外呼系统之 MRCP,原来只是封装一个抽象层

  • MRCP介绍
  • 进入正文
  • 总结


MRCP介绍

媒体资源控制协议(Media Resource Control Protocol, MRCP)是一种通讯协议,用于语音服务器向客户端提供各种语音服务(如语音识别和语音合成)。
本文将讲解外呼系统对接 mrcp(如讯飞 mrcp),首先介绍一下 mrcp:
MRCP 的基本架构,其中,在服务器端支持了很多媒体资源。媒体资源则包括了各种媒体类型。MRCP定义了六种媒体资源类型,它们分别是:
basicsynth,支持基本的语音合成
speechsynth ,支持标准的语音合成
dtmfrecog,支持DTMF识别
speechrecog,支持语音识别
recorder,支持语音录音
speakverify,讲话人验证,声纹匹配

从定义类型就能看出 MRCP 的作用也就很明显了:充分利用SIP协议的优势,非常完美地解决管理媒体和控制会话的问题。从SIP协议的角度来看,它管理的话会话属性本身不是最重要的,它更侧重于对媒体资源的定位,提供一个整合功能。因为 SIP 协议提供的媒体资源服务器查询服务,MRCP 客户端可以获得关于媒体资源的支持能力。
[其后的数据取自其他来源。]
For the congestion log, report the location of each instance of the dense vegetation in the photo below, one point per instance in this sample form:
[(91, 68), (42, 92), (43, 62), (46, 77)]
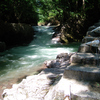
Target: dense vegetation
[(75, 15)]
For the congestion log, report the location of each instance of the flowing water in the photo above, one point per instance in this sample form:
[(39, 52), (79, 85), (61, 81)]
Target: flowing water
[(25, 60)]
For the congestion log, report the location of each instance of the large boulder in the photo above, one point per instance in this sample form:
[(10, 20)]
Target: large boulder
[(15, 33)]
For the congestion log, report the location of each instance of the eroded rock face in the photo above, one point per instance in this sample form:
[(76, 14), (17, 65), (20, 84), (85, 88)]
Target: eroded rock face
[(61, 60)]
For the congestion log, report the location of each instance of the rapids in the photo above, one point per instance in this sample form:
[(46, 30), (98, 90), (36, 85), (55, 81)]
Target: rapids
[(25, 60)]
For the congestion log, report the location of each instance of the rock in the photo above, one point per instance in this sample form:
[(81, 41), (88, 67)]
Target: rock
[(91, 28), (52, 64), (2, 46), (84, 48), (95, 32), (55, 40), (88, 39), (85, 58)]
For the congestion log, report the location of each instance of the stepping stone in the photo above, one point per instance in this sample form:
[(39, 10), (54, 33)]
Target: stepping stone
[(85, 58), (83, 73), (84, 48), (88, 39)]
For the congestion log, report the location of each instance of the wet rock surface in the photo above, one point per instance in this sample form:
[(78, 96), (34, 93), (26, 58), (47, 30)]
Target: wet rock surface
[(72, 76)]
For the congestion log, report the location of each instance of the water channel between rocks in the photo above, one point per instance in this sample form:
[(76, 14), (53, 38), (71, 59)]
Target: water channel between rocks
[(25, 60)]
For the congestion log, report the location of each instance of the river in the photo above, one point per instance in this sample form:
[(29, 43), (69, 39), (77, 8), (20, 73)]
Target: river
[(25, 60)]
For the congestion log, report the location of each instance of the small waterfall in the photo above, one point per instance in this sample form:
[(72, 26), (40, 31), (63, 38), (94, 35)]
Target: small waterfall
[(24, 60)]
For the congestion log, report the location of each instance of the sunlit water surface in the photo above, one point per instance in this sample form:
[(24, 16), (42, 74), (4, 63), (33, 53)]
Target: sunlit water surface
[(25, 60)]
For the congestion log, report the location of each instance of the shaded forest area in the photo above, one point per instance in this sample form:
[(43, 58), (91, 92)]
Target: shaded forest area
[(74, 16)]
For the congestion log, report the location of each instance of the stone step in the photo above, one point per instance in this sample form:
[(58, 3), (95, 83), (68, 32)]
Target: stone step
[(79, 72), (82, 80), (86, 58), (88, 39), (84, 48)]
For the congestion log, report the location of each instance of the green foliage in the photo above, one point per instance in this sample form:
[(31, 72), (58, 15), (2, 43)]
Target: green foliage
[(18, 11)]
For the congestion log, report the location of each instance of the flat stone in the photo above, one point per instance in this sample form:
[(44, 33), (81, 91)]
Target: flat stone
[(85, 58), (82, 73), (88, 39), (84, 48)]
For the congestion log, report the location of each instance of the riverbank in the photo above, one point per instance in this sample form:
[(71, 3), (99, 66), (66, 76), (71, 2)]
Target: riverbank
[(7, 83), (69, 76)]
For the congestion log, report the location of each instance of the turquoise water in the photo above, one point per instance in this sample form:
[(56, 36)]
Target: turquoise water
[(24, 60)]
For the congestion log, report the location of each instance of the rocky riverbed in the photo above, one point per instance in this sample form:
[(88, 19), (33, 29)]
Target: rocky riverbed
[(68, 77)]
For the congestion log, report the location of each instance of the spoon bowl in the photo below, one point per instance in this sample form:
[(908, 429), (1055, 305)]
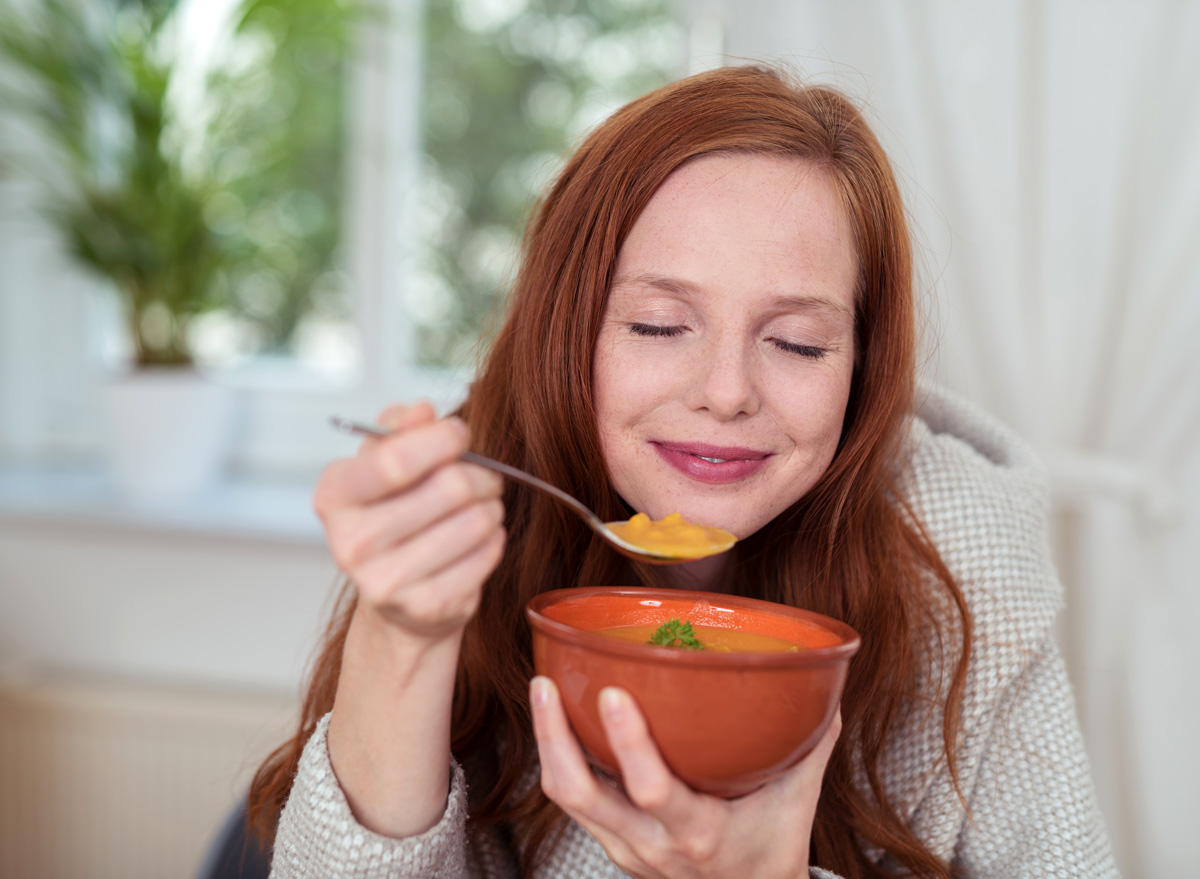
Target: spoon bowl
[(636, 551)]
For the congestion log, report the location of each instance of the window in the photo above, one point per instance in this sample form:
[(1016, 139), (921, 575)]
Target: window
[(376, 179)]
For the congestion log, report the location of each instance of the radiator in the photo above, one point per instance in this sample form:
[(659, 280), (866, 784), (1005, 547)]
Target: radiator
[(129, 781)]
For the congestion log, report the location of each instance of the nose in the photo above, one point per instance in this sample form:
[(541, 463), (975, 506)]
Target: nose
[(723, 380)]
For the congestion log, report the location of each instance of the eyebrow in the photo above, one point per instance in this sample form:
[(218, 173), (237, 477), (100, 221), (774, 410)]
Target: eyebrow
[(786, 302)]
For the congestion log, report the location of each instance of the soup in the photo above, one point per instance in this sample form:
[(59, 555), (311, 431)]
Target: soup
[(714, 639), (672, 536)]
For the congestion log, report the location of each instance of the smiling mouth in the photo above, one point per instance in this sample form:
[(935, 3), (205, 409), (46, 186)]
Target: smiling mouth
[(712, 464)]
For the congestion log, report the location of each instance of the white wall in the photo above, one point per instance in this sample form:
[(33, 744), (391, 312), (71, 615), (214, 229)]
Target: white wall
[(151, 604), (1050, 157)]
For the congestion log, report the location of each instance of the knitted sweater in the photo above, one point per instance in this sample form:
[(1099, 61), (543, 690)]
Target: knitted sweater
[(982, 497)]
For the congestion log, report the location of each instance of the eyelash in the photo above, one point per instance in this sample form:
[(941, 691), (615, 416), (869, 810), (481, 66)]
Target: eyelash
[(649, 329)]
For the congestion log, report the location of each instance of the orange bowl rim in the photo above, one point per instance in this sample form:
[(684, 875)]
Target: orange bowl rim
[(805, 658)]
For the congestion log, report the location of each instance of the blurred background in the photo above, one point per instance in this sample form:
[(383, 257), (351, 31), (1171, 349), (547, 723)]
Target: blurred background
[(223, 220)]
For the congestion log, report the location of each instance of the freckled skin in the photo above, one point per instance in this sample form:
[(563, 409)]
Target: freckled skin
[(730, 323)]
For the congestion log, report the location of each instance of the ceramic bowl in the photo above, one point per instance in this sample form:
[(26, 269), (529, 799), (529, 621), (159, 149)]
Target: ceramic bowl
[(725, 723)]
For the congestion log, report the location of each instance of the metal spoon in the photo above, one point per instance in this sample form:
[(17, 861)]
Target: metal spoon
[(642, 554)]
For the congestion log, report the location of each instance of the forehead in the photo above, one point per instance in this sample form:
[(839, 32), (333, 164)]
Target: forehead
[(749, 222)]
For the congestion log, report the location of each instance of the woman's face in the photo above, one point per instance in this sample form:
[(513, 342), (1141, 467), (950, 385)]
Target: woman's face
[(724, 362)]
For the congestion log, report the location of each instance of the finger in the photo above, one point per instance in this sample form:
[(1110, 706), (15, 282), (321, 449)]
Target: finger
[(449, 598), (648, 782), (810, 771), (435, 549), (359, 533), (389, 465), (568, 779)]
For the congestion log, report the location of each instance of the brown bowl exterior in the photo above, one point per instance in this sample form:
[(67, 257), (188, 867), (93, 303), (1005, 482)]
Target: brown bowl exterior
[(725, 723)]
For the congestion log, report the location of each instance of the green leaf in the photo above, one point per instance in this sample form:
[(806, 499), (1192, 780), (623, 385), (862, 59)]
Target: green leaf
[(676, 633)]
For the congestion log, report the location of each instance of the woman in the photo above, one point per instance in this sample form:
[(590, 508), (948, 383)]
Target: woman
[(714, 316)]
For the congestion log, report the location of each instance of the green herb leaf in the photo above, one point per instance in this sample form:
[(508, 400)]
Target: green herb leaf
[(675, 633)]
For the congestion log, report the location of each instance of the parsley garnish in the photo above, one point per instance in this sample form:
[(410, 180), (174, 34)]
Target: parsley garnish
[(675, 633)]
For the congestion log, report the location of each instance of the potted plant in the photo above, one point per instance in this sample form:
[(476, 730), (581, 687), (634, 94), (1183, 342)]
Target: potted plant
[(90, 85)]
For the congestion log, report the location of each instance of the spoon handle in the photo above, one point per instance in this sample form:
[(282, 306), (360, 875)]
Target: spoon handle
[(349, 426)]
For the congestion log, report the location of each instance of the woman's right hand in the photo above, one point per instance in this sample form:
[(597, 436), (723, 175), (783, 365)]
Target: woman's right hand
[(417, 530)]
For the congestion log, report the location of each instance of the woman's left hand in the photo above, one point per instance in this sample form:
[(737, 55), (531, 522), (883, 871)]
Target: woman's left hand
[(661, 827)]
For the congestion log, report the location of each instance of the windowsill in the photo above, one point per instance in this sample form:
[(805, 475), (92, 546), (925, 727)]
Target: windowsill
[(238, 508)]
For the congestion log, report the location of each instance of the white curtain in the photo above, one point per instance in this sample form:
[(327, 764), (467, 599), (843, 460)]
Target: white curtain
[(1051, 159)]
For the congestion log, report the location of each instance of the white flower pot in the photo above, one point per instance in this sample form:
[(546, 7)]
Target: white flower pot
[(167, 434)]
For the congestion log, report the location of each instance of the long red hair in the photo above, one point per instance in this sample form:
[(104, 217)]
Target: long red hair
[(850, 548)]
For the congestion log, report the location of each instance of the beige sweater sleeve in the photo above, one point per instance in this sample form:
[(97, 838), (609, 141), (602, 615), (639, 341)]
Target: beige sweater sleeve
[(318, 835)]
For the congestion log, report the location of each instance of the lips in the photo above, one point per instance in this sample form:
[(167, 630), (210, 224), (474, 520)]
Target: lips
[(712, 464)]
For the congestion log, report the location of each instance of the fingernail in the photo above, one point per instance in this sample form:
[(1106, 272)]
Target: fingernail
[(612, 705)]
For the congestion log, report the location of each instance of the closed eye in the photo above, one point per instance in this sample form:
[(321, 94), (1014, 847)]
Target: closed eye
[(810, 351), (649, 329)]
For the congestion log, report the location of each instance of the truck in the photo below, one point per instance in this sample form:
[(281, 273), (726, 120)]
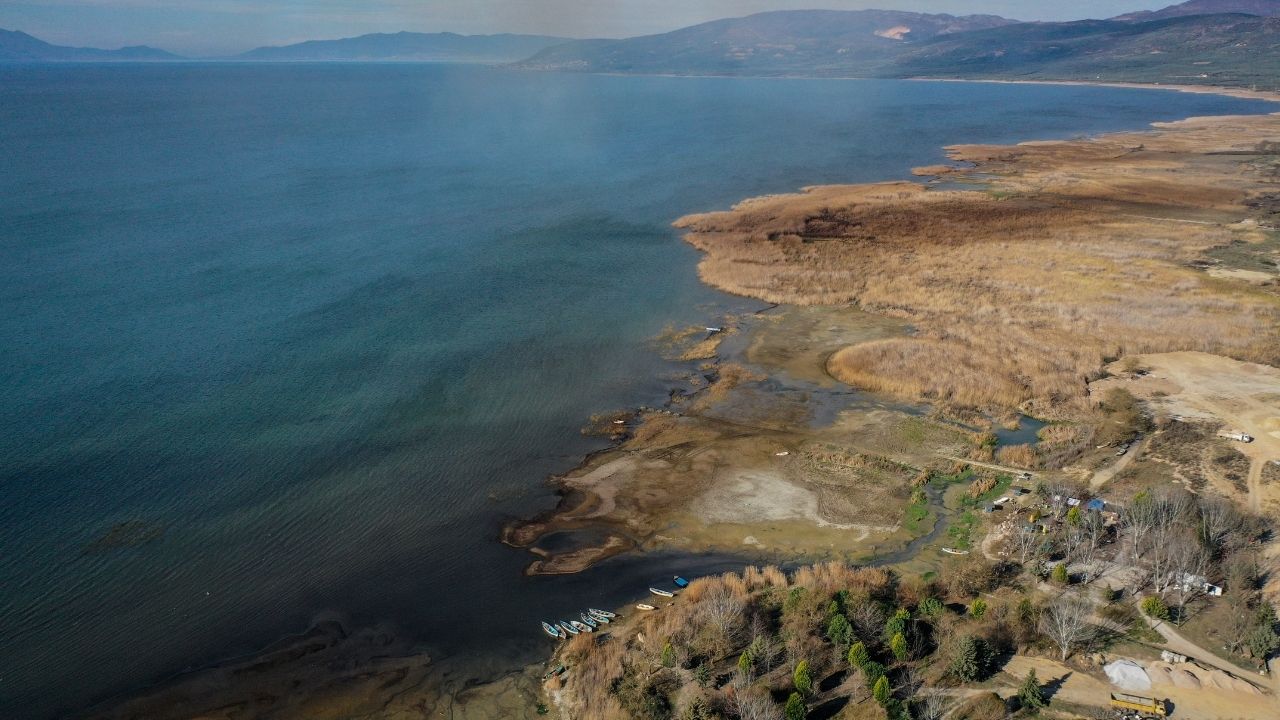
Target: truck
[(1137, 706)]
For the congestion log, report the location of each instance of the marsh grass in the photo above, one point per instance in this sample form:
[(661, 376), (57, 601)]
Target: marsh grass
[(1013, 300)]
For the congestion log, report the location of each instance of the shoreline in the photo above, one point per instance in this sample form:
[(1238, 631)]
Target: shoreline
[(824, 365)]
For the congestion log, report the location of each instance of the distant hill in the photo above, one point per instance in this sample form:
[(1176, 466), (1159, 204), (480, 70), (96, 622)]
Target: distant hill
[(21, 48), (442, 46), (1264, 8), (781, 42), (1238, 50)]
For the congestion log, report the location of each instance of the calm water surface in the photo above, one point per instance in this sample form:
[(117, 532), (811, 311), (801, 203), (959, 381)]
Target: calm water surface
[(328, 326)]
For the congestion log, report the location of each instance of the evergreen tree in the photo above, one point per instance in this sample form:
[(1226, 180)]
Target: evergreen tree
[(881, 691), (840, 632), (897, 643), (972, 659), (1155, 607), (668, 656), (795, 709), (801, 678), (858, 656), (929, 607), (872, 671), (1031, 695), (703, 675)]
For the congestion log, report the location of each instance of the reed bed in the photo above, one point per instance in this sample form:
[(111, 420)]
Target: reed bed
[(1013, 299)]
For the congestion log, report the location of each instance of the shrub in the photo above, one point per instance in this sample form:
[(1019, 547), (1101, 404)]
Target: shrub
[(801, 678), (977, 609), (1060, 574), (1155, 606), (873, 671), (858, 656), (881, 691), (1073, 515), (1031, 695), (897, 645), (795, 709)]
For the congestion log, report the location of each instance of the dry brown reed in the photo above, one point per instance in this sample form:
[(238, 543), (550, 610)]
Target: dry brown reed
[(1013, 299), (1018, 455)]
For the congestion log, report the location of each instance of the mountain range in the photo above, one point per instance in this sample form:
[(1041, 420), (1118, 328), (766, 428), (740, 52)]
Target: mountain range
[(446, 46), (19, 46), (1198, 41)]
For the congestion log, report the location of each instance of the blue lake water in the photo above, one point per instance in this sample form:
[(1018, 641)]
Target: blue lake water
[(329, 326)]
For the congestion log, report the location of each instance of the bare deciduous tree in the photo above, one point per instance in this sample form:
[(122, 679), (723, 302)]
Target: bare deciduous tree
[(1066, 623), (755, 706)]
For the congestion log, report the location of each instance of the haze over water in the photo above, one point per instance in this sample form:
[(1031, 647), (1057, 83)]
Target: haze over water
[(328, 326)]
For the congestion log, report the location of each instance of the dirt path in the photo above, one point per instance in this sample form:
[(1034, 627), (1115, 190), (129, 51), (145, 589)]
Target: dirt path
[(1104, 475), (1068, 684)]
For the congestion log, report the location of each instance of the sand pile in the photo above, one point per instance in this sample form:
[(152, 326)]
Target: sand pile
[(1128, 675), (1191, 675)]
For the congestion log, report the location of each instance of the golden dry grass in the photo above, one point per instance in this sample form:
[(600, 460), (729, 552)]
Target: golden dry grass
[(1082, 255)]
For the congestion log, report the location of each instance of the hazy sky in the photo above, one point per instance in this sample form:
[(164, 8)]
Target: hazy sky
[(206, 27)]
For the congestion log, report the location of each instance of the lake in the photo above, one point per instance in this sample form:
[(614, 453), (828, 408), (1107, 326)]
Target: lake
[(293, 341)]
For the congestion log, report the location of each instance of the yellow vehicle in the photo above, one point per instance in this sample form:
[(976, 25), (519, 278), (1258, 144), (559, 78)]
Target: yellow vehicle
[(1143, 706)]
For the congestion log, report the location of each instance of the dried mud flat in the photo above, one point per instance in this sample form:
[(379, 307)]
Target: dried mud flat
[(1013, 295)]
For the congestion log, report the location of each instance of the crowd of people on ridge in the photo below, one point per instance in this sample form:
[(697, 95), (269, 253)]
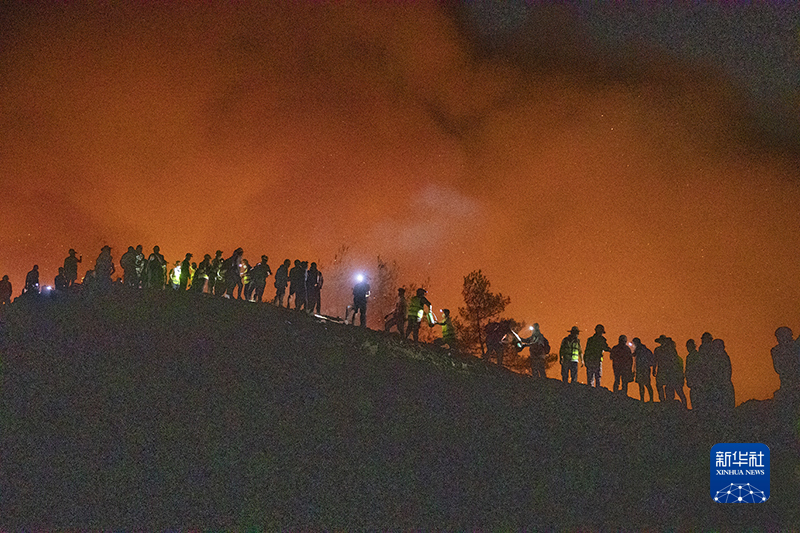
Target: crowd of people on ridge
[(707, 372)]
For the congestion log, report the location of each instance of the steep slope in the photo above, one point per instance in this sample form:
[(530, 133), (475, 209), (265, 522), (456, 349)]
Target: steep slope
[(142, 410)]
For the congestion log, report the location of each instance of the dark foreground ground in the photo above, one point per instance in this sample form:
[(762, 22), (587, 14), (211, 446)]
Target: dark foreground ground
[(152, 411)]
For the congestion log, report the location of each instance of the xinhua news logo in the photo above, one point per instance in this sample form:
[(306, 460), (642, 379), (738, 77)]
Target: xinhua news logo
[(740, 473)]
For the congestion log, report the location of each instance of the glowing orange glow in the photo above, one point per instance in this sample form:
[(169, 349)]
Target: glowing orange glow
[(639, 200)]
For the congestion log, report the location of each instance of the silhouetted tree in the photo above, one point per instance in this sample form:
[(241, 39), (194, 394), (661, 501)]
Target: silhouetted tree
[(338, 283), (384, 291), (426, 332), (480, 307)]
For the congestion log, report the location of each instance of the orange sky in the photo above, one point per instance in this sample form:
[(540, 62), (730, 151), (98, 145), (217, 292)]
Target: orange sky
[(627, 189)]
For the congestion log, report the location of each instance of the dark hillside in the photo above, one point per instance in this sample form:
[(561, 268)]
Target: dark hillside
[(154, 411)]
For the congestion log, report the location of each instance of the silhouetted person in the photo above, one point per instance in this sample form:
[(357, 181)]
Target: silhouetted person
[(258, 278), (104, 268), (622, 363), (300, 293), (281, 280), (233, 279), (676, 380), (156, 269), (786, 362), (247, 279), (140, 261), (448, 332), (644, 367), (60, 283), (539, 350), (360, 295), (668, 370), (32, 282), (200, 277), (314, 281), (570, 356), (5, 291), (174, 276), (71, 267), (494, 334), (694, 378), (416, 311), (720, 393), (593, 355), (662, 358), (215, 276), (128, 264), (295, 279), (89, 282), (397, 318), (186, 272)]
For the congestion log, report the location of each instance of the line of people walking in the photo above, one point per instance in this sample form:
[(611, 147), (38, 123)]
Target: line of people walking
[(232, 277), (707, 372)]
我们可以理解一下,其实mrcp-server就是实现了,sip协议的,以及rtp协议,将自己作为一个sipserver,freeswitch 作为 client,进行连接,同时 freeswitch 将自己的 rtp 流实时传给 mrcp-server。
说人话,mrcp 协议其实就是再搭建一个中间件,来做语音识别(asr)、语音合成(tts)工作,因此需要 mrcp-server 与 freeswitch 进行交互,freeswitch 与真正的用户进行交互。

进入正文

本文使用 media bug 进行媒体监听的方式,搭建基于讯飞的 adk、以及 unimrcp-server 与 freeswitch 的对接。

我们先参考网上已有资料,点击这里 这是目前 github 上 star 最多的中文 mrcp 对接 freeswitch,但里面有一些坑还需要优化处理。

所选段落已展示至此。